In various interviews, Cooper acknowledges the heavy influence of classical composers and instrumental pieces, and you can hear that, especially in the choral swells that appear throughout the album. But this isn’t classical music. This is fairly straightforward acoustic music, made lush and layered by an imagination and a laptop. Based on the appreciation of my peers and those music reviewers I read, this sound—orchestral, layered—seems to be striking a welcome note. I’m not sure that I could defend a thesis on the subject, but it seems that Cooper wants to make his music more (how do I describe this?) “filmic.”
I don’t think that Cooper’s hope is primarily that his songs will end up in the movies. But they could. In fact, as I look at the most-played artists in my iTunes, I realize that I could categorize the majority of them—Sigur Ros, Joseph Arthur, Iron & Wine, Sufjan Stevens, Joel Harris, Sun Kil Moon, Explosions in the Sky, Trent Dabbs, Band of Horses, The Notwist, Adam Weaver and the Ghosts, Balmorhea—as filmic. While I don’t dare to speak for “the music scene” or “my generation,” I will say that Radical Face epitomizes for me what’s good about so much small- (or no-) label music right now: the appropriation of non-traditional instrumentation, layering, thickness, the use of technology to embolden a DIY aesthetic, the redemption of “found” sounds.
My only complaint with Cooper is his fairly limited vocal range. His voice is good, but it doesn’t share the register of most of the artists I mentioned.
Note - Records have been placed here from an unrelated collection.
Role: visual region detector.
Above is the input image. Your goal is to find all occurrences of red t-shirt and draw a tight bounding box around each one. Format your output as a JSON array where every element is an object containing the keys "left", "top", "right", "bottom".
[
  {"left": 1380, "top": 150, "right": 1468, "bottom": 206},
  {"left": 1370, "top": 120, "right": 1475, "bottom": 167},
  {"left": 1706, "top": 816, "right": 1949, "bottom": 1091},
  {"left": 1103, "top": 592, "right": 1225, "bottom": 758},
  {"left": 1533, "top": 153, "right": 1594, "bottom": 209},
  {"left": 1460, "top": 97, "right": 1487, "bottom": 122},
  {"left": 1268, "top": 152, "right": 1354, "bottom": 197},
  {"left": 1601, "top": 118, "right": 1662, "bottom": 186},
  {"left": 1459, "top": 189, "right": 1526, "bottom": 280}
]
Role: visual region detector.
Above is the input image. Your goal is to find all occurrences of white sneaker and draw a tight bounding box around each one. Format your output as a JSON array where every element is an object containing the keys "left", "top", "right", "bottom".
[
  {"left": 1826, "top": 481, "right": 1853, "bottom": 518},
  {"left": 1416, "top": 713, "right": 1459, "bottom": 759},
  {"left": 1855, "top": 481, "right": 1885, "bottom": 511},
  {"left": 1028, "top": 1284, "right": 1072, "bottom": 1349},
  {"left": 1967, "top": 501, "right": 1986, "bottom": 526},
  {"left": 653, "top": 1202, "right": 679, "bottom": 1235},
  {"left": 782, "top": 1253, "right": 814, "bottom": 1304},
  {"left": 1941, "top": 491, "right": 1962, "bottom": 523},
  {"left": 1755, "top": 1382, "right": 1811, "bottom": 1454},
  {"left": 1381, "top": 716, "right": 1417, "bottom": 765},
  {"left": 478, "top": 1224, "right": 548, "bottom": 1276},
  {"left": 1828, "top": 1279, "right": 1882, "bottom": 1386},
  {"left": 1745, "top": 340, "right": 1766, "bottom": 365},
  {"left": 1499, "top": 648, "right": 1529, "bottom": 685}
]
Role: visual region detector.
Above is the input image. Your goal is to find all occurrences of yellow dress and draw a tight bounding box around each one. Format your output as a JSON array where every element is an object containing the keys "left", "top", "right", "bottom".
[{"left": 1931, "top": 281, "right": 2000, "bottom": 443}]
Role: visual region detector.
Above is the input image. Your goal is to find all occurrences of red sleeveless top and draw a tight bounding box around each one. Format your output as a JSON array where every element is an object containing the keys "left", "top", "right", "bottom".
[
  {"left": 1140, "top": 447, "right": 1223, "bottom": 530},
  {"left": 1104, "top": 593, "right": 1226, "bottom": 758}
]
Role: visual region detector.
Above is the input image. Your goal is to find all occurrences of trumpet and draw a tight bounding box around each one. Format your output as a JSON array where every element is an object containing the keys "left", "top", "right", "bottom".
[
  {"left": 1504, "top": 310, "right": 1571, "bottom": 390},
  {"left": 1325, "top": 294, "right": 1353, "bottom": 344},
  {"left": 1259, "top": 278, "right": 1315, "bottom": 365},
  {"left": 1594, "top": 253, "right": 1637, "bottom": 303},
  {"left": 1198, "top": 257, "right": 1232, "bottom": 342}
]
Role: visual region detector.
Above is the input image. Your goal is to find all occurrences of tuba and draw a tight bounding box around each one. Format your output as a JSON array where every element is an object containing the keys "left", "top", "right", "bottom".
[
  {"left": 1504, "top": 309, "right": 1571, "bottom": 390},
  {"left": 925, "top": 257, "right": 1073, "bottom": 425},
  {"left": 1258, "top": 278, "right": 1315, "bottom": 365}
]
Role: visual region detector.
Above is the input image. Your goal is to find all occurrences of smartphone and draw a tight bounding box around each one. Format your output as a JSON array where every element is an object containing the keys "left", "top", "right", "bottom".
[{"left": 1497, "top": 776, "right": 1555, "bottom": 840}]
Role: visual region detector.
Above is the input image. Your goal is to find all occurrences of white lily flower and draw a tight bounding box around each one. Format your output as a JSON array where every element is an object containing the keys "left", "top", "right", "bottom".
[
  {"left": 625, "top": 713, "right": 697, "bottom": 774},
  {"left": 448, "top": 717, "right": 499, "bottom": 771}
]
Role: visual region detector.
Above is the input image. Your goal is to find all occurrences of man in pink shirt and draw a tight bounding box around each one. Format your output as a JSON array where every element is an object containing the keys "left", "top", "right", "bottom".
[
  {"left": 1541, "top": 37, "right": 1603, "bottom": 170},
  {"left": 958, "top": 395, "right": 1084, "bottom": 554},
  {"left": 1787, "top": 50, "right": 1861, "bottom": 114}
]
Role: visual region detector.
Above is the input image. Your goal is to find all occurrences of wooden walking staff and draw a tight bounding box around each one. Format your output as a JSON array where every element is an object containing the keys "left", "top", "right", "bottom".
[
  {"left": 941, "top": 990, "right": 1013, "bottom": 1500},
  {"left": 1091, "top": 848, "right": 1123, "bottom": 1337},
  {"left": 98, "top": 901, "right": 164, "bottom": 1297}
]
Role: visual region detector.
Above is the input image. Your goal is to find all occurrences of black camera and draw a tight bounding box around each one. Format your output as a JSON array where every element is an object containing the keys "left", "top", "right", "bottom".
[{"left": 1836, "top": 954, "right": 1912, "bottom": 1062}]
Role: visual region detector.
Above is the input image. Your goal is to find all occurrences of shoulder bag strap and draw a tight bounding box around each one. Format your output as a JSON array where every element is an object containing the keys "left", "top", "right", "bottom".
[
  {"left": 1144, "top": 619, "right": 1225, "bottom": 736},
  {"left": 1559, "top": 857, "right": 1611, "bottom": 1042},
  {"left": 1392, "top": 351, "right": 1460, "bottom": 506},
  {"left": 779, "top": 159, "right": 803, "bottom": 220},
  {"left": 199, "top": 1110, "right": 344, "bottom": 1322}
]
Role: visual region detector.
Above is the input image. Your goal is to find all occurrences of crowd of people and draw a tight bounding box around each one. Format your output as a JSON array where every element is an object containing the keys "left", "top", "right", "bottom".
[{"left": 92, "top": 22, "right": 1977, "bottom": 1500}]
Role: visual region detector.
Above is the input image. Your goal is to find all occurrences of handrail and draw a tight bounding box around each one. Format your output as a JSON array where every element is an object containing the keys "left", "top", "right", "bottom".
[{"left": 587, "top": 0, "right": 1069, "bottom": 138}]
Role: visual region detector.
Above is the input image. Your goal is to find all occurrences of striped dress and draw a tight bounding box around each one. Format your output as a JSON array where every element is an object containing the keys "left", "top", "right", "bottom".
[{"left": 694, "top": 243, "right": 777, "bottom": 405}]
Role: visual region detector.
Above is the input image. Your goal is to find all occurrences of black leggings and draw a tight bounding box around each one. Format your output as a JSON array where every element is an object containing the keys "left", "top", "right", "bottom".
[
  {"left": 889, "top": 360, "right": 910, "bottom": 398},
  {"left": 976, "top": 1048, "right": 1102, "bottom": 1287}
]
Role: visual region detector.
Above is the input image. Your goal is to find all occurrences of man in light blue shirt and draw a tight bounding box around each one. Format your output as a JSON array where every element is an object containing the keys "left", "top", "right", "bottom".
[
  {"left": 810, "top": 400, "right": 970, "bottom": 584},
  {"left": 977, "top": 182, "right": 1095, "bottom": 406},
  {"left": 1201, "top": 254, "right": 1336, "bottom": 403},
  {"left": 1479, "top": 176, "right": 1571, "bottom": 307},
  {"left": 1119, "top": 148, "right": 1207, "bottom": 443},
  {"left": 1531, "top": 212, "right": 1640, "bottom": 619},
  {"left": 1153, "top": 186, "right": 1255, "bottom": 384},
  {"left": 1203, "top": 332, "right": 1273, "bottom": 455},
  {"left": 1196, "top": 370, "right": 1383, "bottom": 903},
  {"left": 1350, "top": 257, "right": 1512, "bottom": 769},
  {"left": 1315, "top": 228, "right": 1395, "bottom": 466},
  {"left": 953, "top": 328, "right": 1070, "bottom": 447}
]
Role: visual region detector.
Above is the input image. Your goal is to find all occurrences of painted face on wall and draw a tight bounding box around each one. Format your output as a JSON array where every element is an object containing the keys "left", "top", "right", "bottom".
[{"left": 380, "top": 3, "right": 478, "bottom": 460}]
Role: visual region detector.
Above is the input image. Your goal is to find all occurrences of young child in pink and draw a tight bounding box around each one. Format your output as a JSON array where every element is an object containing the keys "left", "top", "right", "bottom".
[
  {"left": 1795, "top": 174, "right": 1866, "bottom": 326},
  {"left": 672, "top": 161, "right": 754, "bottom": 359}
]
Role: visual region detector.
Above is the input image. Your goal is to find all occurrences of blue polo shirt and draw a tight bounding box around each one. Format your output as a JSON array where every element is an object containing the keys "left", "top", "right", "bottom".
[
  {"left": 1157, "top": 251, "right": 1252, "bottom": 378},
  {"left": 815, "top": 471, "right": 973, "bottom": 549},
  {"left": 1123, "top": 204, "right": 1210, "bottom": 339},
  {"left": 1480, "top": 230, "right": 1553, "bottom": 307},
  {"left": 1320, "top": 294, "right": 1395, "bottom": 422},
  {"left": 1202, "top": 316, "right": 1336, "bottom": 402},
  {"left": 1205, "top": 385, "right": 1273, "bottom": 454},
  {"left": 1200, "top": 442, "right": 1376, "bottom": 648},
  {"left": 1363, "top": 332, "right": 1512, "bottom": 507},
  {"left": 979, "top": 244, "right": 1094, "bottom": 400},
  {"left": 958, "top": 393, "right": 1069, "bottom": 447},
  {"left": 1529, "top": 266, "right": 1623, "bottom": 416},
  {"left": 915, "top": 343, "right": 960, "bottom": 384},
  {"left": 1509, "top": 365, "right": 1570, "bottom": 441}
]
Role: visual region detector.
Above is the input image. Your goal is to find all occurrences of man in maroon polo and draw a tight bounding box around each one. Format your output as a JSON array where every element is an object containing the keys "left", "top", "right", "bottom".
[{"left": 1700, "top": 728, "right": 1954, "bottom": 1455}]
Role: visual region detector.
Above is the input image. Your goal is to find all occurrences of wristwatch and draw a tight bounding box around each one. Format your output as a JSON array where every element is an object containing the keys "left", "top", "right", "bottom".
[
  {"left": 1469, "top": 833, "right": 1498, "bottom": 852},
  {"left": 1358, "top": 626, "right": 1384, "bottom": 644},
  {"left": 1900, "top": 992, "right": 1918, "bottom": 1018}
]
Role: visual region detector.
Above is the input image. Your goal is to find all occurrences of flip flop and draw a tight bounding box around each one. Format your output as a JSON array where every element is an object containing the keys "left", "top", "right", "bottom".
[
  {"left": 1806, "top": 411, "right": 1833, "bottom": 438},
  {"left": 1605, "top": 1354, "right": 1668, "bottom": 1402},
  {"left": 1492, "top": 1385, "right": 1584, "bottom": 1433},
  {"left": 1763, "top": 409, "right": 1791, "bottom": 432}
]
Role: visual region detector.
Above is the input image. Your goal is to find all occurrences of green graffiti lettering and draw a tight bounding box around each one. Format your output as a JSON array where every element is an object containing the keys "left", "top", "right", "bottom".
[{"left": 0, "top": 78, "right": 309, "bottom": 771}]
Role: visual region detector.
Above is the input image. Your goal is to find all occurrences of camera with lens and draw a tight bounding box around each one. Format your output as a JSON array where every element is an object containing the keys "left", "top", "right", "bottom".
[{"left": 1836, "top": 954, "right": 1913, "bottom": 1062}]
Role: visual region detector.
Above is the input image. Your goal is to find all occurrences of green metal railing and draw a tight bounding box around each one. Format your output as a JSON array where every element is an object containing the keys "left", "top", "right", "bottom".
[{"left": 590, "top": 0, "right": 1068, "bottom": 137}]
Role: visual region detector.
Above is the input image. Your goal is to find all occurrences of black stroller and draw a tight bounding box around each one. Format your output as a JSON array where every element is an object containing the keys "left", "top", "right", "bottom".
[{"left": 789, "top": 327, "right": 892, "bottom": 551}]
But this is where his layering and scoring pay off. I don’t need him to hit falsetto notes because his choral swellings do all the lifting.
Lyrically, this particular album, Ghost, is a fairly traditional concept record. Its theme is that when we leave a house that we’ve lived in, we leave parts of ourselves behind. Each song ostensibly tells the story of an individual not yet at home, most likely never to be in this world:
I closed my eyes and saw my father’s sins
They covered me like a second skin
I peeled them off, and sure, I bled a bit
But now I’m free to sink my own damn ship
I cut my branch down from my family tree
To start a fire in the living room
Now the house is just ash, this time it’s sink or swim
Let the river in
If blood is thicker than water
Then let the river in
(from “Let the River In”)
From what I can tell, Cooper doesn’t share my theology or my understanding of homesickness, but his music fits me still. It fits me because the reality behind homesickness, the longing for identity, claws at all of us, and that clawing is all over this album:
[birds chirp in the background]
Well, I found a wheel that squeaks and squeals
And I left it on your doorstep
Because I heard that you might be broken, too
And I thought it’d keep you company
But even though I am lost all the time
I’ve got hooks in my sides that you left there
But you’re not the same, you died along the way
Now we’re ghosts and we’re praying for winter
That’s how the album ends. A bit grim perhaps, but consider it like this. The composer Shostakovich (as Julian Barnes tells the story in Nothing to be Frightened Of) instructed the Beethoven Quartet to play the first movement of the String Quartet No. 15 in E flat minor “so that flies drop dead in mid-air.” Radical Face, with found sounds and choral swells, wants to make the flies rise from the creaky floor.
If any of this seems to fit your storyline, I suggest listening to the entire album. Or, if you prefer quick resolution, go to his website now and listen to my two favorite tracks, “Glory” and “Welcome Home.”